The Women's Boat Race is a side-by-side rowing competition between Oxford University Women's Boat Club (OUWBC) and the Cambridge University Women's Boat Club (CUWBC) that has taken place since 1927. It was conducted as part of the Henley Boat Races, on the traditional straight course at Henley-on-Thames. Oxford went into the race as champions, having won the 2011 race by one quarter of a length, and led 40-26 overall. The race was sponsored by Newton Investment Management, a subsidiary of The Bank of New York Mellon, for the second successive year.

Cambridge's head coach was Martyn Rooney.
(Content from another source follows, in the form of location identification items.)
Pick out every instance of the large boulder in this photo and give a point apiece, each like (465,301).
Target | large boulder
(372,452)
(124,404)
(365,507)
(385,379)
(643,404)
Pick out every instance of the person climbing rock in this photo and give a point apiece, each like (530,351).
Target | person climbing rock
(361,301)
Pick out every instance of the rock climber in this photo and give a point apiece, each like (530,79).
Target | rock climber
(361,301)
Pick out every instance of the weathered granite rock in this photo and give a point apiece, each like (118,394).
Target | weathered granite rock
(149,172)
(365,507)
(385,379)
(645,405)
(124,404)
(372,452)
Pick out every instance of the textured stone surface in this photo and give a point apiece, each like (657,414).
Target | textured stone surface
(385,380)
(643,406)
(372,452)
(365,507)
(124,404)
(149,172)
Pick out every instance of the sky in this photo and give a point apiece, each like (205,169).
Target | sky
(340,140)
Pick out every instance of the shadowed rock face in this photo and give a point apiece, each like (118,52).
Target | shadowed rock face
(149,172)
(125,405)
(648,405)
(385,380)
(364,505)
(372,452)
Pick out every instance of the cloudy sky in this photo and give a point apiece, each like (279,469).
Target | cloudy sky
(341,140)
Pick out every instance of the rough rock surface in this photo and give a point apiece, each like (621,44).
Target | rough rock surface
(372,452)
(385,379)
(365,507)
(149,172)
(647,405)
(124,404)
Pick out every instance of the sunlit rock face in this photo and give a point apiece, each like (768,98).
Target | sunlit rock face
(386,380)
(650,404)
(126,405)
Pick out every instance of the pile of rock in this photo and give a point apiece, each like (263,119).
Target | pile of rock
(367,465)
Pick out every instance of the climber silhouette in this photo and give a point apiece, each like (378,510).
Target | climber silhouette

The umpire for the race was Matthew Pinsent, gold medallist in the men's coxless pairs at the 1992, 1996, 2000 and 2004 Summer Olympics.

==Crews==
Trials for the crews were held in December 2011. Cambridge's trial boats raced along the Adelaide Straight in Ely and were named Big Fish, Little Fish and Cardboard Box.
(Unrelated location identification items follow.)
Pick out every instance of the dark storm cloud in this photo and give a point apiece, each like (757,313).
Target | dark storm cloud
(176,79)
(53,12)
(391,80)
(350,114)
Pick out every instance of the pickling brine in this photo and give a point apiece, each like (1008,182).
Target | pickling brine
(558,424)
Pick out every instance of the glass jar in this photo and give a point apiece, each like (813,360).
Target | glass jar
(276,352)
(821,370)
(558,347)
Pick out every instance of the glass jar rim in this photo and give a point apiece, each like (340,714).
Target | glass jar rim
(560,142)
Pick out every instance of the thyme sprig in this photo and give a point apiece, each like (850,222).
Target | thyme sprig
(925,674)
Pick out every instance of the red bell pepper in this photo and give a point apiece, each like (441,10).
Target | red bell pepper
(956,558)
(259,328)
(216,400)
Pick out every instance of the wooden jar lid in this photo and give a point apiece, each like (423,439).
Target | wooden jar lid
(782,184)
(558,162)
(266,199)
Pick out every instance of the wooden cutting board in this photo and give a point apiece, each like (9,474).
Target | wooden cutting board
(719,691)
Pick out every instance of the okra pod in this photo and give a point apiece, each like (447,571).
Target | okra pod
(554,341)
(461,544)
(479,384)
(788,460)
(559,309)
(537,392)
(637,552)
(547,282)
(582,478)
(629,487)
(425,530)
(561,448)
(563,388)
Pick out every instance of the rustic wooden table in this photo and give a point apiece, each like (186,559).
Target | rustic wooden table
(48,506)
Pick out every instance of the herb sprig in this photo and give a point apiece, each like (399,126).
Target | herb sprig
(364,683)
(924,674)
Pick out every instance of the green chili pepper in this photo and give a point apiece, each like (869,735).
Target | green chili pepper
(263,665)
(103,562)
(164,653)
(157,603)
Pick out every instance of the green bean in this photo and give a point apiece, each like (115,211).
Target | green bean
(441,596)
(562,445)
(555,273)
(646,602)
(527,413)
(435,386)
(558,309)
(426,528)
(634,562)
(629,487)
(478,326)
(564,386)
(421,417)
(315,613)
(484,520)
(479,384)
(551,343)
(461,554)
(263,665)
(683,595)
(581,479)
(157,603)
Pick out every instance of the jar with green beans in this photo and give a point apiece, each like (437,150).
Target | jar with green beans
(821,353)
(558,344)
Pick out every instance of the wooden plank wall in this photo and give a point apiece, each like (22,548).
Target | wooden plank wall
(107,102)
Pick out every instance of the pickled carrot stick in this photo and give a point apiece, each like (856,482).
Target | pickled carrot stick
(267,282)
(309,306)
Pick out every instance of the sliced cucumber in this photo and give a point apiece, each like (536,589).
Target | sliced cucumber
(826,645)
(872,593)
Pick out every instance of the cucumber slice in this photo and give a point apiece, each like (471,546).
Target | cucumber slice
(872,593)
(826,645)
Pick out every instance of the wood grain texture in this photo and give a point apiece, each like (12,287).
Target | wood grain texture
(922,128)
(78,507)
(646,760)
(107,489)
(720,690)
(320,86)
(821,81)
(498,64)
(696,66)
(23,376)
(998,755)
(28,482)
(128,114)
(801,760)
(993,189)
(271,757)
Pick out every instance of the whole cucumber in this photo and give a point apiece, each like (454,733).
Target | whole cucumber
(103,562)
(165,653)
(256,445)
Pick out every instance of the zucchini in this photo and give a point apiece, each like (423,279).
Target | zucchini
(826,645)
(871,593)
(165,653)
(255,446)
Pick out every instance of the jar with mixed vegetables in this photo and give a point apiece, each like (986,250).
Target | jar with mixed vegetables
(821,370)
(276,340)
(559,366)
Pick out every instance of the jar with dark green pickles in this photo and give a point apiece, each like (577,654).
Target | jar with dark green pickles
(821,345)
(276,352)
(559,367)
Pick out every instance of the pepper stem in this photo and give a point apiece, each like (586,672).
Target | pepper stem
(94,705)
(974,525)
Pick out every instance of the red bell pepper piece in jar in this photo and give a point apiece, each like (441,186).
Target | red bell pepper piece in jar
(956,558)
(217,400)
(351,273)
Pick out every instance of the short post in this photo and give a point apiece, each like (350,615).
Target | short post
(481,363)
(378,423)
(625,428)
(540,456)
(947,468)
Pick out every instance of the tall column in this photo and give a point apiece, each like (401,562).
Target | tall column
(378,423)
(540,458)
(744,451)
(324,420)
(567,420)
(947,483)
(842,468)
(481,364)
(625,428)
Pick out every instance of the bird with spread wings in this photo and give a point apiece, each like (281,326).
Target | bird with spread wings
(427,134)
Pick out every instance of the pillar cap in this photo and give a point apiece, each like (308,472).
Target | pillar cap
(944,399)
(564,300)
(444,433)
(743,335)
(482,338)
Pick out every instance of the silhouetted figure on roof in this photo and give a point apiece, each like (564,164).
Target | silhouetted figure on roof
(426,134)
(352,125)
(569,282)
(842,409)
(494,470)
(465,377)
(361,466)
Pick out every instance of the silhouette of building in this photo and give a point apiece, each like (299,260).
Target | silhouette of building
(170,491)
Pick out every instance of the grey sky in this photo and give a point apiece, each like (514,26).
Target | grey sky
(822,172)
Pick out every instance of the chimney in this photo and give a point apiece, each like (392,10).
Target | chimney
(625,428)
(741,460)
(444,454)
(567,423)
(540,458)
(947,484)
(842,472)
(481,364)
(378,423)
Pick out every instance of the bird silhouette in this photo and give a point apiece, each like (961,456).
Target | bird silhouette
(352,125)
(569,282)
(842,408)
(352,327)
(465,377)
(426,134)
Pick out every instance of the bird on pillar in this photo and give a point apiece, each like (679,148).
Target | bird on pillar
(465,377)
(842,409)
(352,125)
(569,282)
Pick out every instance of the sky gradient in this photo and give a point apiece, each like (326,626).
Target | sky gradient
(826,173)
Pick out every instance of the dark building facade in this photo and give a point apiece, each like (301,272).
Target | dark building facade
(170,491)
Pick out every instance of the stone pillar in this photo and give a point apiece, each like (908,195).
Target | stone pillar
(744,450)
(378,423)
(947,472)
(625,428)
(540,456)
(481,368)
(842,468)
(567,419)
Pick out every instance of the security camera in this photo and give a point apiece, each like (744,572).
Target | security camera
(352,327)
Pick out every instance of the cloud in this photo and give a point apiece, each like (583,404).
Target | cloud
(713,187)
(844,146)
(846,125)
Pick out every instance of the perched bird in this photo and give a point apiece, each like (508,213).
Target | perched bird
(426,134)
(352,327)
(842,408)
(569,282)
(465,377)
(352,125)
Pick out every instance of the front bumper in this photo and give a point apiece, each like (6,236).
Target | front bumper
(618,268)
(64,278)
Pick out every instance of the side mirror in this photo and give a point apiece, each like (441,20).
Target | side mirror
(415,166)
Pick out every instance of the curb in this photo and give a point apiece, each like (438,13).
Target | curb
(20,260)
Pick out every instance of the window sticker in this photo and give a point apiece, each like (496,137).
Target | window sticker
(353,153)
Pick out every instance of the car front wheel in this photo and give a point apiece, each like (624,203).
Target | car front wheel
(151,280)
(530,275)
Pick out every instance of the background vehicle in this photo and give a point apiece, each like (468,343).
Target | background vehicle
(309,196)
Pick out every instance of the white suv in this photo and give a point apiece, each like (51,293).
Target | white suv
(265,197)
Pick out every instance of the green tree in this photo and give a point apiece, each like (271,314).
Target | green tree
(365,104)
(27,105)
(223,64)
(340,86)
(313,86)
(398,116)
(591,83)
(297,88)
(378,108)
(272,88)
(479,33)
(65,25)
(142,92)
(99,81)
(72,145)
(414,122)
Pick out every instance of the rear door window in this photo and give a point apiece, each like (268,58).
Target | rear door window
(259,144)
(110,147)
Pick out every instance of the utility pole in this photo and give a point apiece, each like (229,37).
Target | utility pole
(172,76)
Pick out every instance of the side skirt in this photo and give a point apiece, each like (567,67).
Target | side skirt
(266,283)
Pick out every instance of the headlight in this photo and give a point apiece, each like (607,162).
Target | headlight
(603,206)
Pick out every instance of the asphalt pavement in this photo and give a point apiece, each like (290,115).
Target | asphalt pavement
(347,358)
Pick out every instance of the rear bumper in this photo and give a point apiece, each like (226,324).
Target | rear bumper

Cambridge saw four rowers (Isabel Boanas-Evans, Anna Railton, Cath Wheeler and Fay Sandford) along with cox Kate Richards return to the crew, all of whom had participated in the 2011 race.
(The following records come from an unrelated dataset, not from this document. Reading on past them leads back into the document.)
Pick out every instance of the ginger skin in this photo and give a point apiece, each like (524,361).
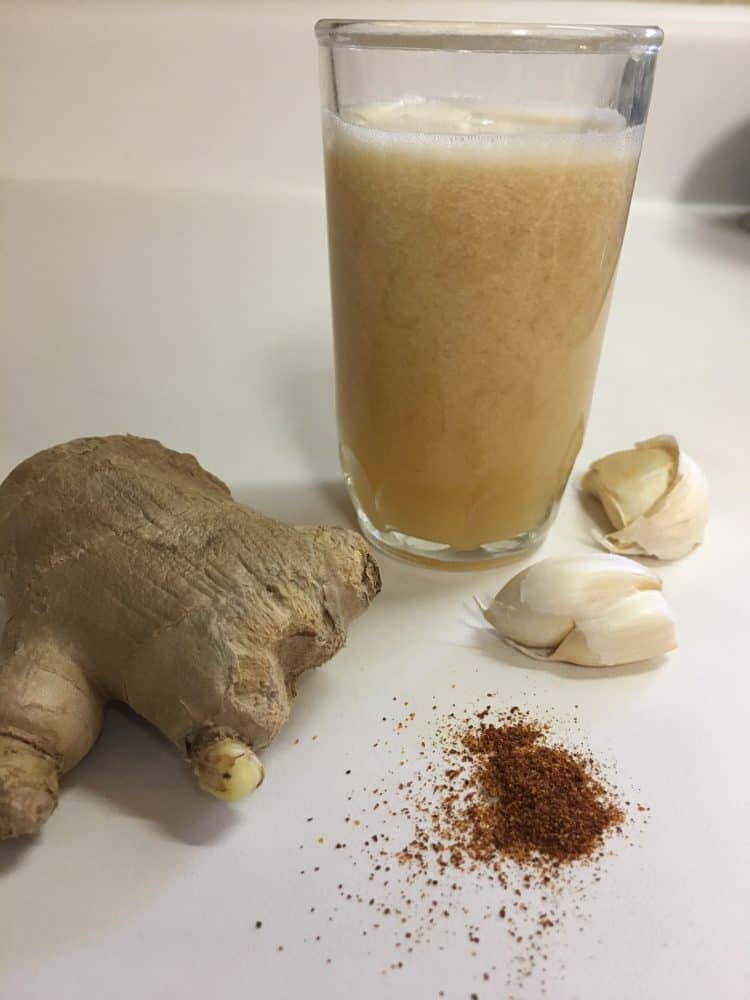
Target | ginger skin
(131,574)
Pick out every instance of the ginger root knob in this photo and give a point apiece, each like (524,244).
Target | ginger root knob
(227,768)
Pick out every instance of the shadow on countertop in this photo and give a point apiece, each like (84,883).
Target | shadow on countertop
(722,175)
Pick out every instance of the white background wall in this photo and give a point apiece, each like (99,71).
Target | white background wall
(223,95)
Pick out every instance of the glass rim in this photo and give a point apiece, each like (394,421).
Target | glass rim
(489,36)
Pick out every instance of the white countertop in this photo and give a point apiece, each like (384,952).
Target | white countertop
(201,317)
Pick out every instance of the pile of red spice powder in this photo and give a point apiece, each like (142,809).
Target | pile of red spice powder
(509,794)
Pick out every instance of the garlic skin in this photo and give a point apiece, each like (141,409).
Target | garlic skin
(593,610)
(655,496)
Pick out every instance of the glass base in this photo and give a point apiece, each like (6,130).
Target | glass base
(439,555)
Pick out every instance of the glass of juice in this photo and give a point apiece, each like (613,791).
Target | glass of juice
(478,181)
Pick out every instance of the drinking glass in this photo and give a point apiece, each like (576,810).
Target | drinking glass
(478,182)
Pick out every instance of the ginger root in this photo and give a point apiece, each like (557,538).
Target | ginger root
(131,574)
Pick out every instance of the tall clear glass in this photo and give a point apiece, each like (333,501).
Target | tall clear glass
(478,181)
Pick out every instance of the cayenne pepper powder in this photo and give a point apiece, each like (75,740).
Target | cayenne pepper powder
(506,820)
(530,801)
(509,794)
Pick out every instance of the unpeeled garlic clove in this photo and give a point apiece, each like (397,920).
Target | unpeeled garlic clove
(594,610)
(655,496)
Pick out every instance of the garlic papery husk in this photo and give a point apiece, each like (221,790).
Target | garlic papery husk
(655,496)
(594,610)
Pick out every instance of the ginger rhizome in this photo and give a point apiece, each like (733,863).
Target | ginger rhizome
(130,574)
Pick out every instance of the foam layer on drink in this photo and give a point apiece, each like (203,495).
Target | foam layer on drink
(452,124)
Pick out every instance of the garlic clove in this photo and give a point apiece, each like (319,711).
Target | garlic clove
(593,610)
(655,496)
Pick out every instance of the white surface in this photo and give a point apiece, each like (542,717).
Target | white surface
(201,318)
(205,322)
(86,89)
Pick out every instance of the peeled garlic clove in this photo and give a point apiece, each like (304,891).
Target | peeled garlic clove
(655,497)
(593,610)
| Seat | Cambridge |  | Oxford |  |
| Name | College | Name | College |
| Bow | Sarah Moir-Porteous | Downing | Mary Foord-Weston | Merton |
| 2 | Caroline Reid | Jesus | Alexandra Dix (P) | Hertford |
| 3 | Rebecca Pound | Trinity | Caitlin Goss | Merton |
| 4 | Anna Railton | Pembroke | Eleanor Darlington | Kellogg |
| 5 | Holly Game | Girton | Florence Morton | Worcester |
| 6 | Isabel Boanas-Evans (P) | Murray Edwards | Rebekah Pawley | Wadham |
| 7 | Faye Sandford | Gonville and Caius | Annika Malin Bruger | Lincoln |
| Stroke | Cath Wheeler | Queens' | Charlotte Trigle | Trinity |
| Cox | Kate Richards | Queens' | Rebecca Preece | St Edmund Hall |
Sources: (P) – boat club president

==Race==
In conditions described as "perfect", Cambridge took an early lead, out-rating Oxford. Pinsent warned OUWBC who were forced to steer away from the CUWBC boat, allowing them to pull further away to lead by one and a half lengths, despite a series of pushes from Oxford. With 300 m to go, Cambridge's number two Caroline Reid "caught a crab", bringing the Light Blue boat to a standstill and allowing Oxford to drastically reduce the deficit. Cambridge re-started and crept over the line just ahead. Cambridge won by one quarter of a length in a time of 6 minutes 38 seconds, the slowest winning time since the 2008 race. The margin of victory was the narrowest since CUWBC won by 3 ft in the 2001 race. It was Cambridge's first win since the 2007 race, and took the overall record in the event to 41–26 in their favour.